Man, it’s like IP Daily around here this week!
And the big news from last night is that the audience voted no on the question “Is Intellectual Property Theft?” — but narrowly. It remains a contentious topic — and one I’m torn about myself. I mentioned some IP-related stories that amuse me in last night’s closing comments, though, including:
•Libertarian (and for now humble Institute for Humane Studies staffer) Anne Fortier is at the center of some exciting IP news: She sold the film rights to her not-even-out-yet novel Juliet, and it already has director James Mangold, the writer/director of Girl, Interrupted and Walk the Line, attached to it.
Her novel’s a natural for Hollywood, though: a woman in Italy discovers that her ancestor may have been the inspiration for Shakespeare’s Romeo and Juliet. Yeah, now you almost wish you wrote it, don’t you? Congratulations, Anne. (Here’s hoping she urges Mangold to talk his old colleague Angelina Jolie from Girl, Interrupted into finally getting around to playing Dagny Taggart in Atlas Shrugged.)

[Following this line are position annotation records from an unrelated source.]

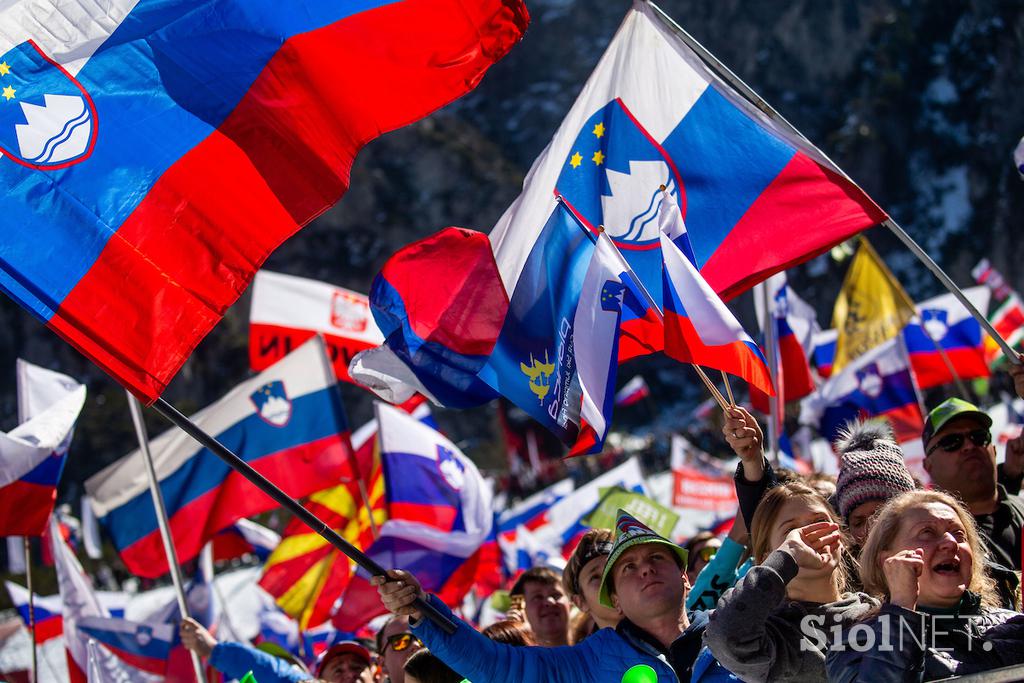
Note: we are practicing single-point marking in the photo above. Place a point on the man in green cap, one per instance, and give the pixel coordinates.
(961, 459)
(644, 580)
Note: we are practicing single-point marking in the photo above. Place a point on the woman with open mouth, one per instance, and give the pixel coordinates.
(924, 557)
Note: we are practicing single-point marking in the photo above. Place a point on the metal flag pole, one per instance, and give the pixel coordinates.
(32, 607)
(165, 531)
(755, 99)
(309, 519)
(774, 402)
(716, 394)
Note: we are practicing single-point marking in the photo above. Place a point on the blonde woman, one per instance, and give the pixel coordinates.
(924, 557)
(768, 628)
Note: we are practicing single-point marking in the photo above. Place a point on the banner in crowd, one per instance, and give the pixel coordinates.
(256, 137)
(287, 310)
(288, 422)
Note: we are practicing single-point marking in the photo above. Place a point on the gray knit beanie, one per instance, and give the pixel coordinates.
(871, 466)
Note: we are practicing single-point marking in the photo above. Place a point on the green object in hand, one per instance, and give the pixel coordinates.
(640, 674)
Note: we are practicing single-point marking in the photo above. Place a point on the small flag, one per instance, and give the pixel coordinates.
(871, 307)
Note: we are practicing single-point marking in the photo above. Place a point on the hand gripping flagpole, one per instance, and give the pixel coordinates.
(754, 98)
(165, 527)
(716, 394)
(309, 519)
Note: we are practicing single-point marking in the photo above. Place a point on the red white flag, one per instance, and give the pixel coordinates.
(288, 310)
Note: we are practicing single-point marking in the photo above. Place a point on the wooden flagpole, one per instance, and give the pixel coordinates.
(165, 528)
(775, 118)
(32, 607)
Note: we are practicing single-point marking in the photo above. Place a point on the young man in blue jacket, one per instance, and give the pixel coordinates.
(644, 580)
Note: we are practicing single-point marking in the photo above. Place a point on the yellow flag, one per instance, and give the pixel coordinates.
(871, 307)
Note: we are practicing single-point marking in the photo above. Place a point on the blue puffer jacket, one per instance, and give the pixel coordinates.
(603, 657)
(236, 659)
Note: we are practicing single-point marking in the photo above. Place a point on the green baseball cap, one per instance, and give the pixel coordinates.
(949, 410)
(631, 531)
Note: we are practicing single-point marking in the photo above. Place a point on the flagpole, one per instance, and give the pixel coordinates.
(32, 607)
(716, 394)
(165, 531)
(754, 98)
(309, 519)
(353, 462)
(773, 400)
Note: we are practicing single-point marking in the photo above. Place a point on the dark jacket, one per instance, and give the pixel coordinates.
(760, 635)
(929, 646)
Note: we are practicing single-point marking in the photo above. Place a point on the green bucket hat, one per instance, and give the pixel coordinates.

•Popeye is now public domain in Europe. Well, blow me down!
•Without IP, many worry, someone like George Lucas might not have gone to the effort to make Star Wars — but then again, his original desire was to remake Flash Gordon anyway, and he only did Star Wars because he couldn’t get the rights to Flash (and if you want to feel old, by the way, try asking people under thirty if they know who Flash Gordon is).
•Maori tribes tried to sue Lego’s Bionicles robot toy line because the robot backstory is based on Maori legend. Think of the traditionalistic constraints upon creative people everywhere if the Maori’d won that strange fight. (Would Juliet be possible? Would the actual Romeo and Juliet have been written in the first place, given that Shakespeare rarely came up with his own original plots?)
•Should I feel guilty enjoying another Underworld movie in two weeks, given that it’s pretty likely the producer of the films ripped off the idea of a vampire-werewolf war from a role-playing game? And should nerds resent him even more for being married to Kate Beckinsale in addition? Or does that, combined with the films, make him more god than man (at least some sort of unnatural hybrid)…and thus above your earthly laws?
And if you don’t think Kate Beckinsale herself has unnatural powers, you’ve plainly forgotten this photo I linked to about six months, six days, and six hours or so ago, of her trick or treating with her daughter. But enough Satanism — let’s get back to statism, the real threat, by which I mean Obama advisor Cass Sunstein, about whom, more tomorrow.